Читать книгу Könige zum Anfassen - Annette Küper - Страница 8
Nachtjägerin
ОглавлениеIn mein Haus und in mein Herz ist er am Spätnachmittag eingezogen, 8 Wochen jung, bildhübsch, bezaubernd und unwiderstehlich, mein King, ein kleiner König der Terrier, der sofort selbstbewusst jede Ecke seines neuen Reiches in Besitz nimmt. Unglaublich spannend ist es für ihn, ohne Rückendeckung seiner Mutter und Geschwister so viel Neues zu erforschen. Die Rute fröhlich getragen, strolcht er durch das Wohnzimmer, während ich mich von seinem Anblick nicht losreißen kann. Aufregung und Blasentätigkeit scheinen bei einem Welpen unmittelbar miteinander verknüpft zu sein. Bewusst wird mir dieser Zusammenhang erst, als King beinahe ansatzlos die typische Hock-Haltung einnimmt und ein ansehnliches Pfützchen auf meinem Parkettboden hinterlässt. Erziehung zu Stubenreinheit ist jetzt wohl die dringlichste Aufgabe, die es zu meistern gilt.

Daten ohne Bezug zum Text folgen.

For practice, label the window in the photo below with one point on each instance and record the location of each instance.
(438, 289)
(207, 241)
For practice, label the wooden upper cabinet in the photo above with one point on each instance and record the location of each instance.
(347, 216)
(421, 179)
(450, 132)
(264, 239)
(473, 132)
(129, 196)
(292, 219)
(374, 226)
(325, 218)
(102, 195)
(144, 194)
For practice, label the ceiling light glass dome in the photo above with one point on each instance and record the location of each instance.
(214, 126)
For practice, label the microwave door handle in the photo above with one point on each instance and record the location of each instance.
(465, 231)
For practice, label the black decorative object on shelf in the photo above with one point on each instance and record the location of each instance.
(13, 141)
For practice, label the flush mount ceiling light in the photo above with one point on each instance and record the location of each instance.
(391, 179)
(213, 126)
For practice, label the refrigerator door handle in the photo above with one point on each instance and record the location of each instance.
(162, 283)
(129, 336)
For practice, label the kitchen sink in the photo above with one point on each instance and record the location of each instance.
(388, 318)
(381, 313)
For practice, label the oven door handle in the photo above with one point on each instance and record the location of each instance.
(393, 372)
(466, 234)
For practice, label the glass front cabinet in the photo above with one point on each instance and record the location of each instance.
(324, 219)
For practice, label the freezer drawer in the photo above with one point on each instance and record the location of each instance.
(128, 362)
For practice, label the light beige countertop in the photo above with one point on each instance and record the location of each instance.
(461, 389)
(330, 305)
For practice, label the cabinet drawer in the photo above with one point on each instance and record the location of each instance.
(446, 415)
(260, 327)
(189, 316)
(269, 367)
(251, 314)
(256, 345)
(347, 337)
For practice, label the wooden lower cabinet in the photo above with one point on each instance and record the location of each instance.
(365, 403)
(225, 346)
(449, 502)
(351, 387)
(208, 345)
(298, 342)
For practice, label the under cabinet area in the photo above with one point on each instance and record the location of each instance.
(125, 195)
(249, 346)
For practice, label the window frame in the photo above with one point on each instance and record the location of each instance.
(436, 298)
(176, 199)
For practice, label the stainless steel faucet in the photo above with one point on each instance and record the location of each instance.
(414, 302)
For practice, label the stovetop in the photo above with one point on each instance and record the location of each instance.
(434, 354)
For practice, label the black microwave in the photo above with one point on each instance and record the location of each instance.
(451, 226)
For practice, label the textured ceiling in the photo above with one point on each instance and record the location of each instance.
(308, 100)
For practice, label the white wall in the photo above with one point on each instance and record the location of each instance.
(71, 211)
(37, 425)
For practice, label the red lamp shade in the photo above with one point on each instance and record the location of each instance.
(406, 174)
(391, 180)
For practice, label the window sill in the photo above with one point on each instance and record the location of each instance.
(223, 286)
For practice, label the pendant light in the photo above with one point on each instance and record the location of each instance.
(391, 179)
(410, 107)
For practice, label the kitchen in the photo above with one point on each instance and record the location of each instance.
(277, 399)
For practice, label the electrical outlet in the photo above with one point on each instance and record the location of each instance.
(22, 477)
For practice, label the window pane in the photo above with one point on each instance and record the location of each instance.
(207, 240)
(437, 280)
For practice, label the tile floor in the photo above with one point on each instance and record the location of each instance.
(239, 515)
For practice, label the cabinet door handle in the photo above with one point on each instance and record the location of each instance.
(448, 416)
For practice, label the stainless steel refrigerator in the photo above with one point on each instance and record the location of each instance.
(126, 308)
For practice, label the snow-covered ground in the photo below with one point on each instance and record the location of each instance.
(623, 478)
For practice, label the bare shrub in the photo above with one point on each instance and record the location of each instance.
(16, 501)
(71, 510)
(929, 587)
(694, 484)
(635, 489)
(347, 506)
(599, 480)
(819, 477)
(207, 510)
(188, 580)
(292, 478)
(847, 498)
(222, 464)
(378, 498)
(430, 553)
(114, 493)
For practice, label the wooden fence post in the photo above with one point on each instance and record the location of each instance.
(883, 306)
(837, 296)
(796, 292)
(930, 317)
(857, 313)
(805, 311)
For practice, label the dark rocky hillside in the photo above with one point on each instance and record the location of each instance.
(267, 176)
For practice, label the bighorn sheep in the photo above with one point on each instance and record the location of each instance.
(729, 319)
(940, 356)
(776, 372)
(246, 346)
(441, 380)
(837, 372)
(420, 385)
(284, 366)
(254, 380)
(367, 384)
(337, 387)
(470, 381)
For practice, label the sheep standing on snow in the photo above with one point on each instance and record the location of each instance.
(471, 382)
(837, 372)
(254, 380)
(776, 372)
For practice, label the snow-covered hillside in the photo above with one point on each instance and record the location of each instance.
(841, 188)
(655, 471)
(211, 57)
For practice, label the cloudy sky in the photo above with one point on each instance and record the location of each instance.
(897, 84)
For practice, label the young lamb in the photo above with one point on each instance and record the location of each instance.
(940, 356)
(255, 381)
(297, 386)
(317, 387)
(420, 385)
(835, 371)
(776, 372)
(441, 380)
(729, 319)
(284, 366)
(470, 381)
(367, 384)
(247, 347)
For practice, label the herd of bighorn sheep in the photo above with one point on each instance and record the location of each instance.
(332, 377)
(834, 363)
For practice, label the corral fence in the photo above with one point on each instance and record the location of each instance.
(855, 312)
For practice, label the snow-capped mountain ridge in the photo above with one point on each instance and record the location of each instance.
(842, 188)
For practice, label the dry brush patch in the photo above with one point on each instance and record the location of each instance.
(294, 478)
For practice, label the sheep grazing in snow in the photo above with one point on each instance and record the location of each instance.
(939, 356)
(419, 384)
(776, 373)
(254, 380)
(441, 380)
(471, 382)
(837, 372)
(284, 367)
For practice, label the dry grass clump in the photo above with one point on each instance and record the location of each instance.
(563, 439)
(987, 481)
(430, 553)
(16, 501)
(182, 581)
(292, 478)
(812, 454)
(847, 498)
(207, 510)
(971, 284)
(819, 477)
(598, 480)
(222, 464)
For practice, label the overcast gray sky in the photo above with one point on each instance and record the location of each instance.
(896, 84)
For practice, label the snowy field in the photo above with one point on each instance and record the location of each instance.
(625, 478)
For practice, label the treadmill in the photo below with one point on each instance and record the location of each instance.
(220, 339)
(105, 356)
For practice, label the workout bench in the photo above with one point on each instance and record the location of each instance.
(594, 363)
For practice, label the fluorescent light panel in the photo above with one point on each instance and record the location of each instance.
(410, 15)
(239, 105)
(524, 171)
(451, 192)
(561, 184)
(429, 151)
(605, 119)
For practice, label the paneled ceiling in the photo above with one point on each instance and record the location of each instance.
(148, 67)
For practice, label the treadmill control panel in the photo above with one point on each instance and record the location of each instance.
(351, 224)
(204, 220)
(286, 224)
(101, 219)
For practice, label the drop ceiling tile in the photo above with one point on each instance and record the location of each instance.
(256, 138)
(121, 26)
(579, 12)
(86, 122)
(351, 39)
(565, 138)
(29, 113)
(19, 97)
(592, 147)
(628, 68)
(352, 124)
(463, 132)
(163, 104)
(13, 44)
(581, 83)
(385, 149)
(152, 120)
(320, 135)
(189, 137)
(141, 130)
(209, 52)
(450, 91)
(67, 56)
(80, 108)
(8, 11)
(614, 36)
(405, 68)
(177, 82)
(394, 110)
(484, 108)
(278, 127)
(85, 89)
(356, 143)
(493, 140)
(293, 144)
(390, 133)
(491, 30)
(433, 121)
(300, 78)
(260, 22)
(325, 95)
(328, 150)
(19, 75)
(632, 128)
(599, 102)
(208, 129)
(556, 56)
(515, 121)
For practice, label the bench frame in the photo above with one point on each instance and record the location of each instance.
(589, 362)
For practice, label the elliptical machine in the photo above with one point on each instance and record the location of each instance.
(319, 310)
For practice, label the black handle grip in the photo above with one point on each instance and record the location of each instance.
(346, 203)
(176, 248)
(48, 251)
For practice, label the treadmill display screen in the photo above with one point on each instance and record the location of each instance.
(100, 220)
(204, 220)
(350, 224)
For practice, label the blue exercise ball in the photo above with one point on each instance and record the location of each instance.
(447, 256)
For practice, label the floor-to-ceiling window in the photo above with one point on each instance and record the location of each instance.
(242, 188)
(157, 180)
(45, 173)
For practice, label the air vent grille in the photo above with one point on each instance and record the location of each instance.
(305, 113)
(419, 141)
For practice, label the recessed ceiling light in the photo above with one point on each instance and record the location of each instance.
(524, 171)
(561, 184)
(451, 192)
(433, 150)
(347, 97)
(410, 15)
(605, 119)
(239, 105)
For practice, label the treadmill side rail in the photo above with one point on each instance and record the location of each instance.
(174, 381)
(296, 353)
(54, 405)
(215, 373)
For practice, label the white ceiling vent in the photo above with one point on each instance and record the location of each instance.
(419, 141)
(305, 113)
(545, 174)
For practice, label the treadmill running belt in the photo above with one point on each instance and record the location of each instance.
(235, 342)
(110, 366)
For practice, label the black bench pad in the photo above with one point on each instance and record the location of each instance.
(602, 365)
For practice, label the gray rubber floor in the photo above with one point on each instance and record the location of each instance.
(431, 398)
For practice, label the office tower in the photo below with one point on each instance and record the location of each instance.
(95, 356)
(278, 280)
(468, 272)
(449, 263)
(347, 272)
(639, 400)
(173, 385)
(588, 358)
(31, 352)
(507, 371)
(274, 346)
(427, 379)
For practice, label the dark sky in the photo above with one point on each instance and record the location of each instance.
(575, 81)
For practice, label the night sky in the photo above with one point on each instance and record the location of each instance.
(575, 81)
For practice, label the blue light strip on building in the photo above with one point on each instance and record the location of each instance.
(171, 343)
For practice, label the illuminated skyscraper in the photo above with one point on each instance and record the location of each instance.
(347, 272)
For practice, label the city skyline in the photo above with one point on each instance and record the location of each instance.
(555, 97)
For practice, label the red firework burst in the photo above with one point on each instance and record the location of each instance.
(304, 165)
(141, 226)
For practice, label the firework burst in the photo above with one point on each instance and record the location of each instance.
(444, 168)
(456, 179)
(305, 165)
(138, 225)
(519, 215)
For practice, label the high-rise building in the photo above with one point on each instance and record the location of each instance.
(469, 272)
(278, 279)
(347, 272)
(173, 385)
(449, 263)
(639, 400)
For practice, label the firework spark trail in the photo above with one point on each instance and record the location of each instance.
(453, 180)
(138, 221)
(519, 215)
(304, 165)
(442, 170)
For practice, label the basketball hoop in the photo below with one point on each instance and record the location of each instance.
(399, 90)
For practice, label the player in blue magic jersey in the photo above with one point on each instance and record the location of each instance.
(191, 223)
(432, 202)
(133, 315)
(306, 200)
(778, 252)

Ich bewaffne mich mit Leckerlis, nehme den kleinen Kerl auf den Arm und stelle ihn im Garten auf den Rasen. Ein Eldorado an Geruchserlebnissen stürmt hier auf ihn ein und so setzt er sich völlig überwältigt erst einmal auf sein Hinterteil. Dann siegt die Neugier und King erkundet vorsichtig die fremde Umgebung. Gefährlicher Rosenstrauch links: wird verbellt! Graue Monster-Mülltonne rechts: wird verbellt! Riesiges Findling-Ungeheuer auf dem Heidehügel: wird verbellt! Ergebnis der ganzen Aufregung ist ein Pfützchen in der hintersten Ecke des Gartens und ein sehr zufriedenes Frauchen, das freizügig Leckerbissen verteilt. Der erste Schritt ist geschafft! King hat jetzt ein Garten-Hundeklo, das er immer wieder benutzen wird!
Vorm Schlafengehen wecke ich meinen Miniatur-Airedale noch einmal und trage ihn hinaus auf den Rasen, in der Hoffnung, er werde spornstreichs Richtung Löseplatz marschieren, um schnell alle Geschäfte zu erledigen.
Aber King hat Zeit, schnüffelt hier und da an einem Grashalm, steckt das Näschen in ein Mauseloch, hüpft durch mein Staudenbeet, reißt dort einen Blütenstängel ab und tollt damit ausgelassen durch den Garten, während ich fröstelnd auf der Terrasse stehe und auf ihn warte.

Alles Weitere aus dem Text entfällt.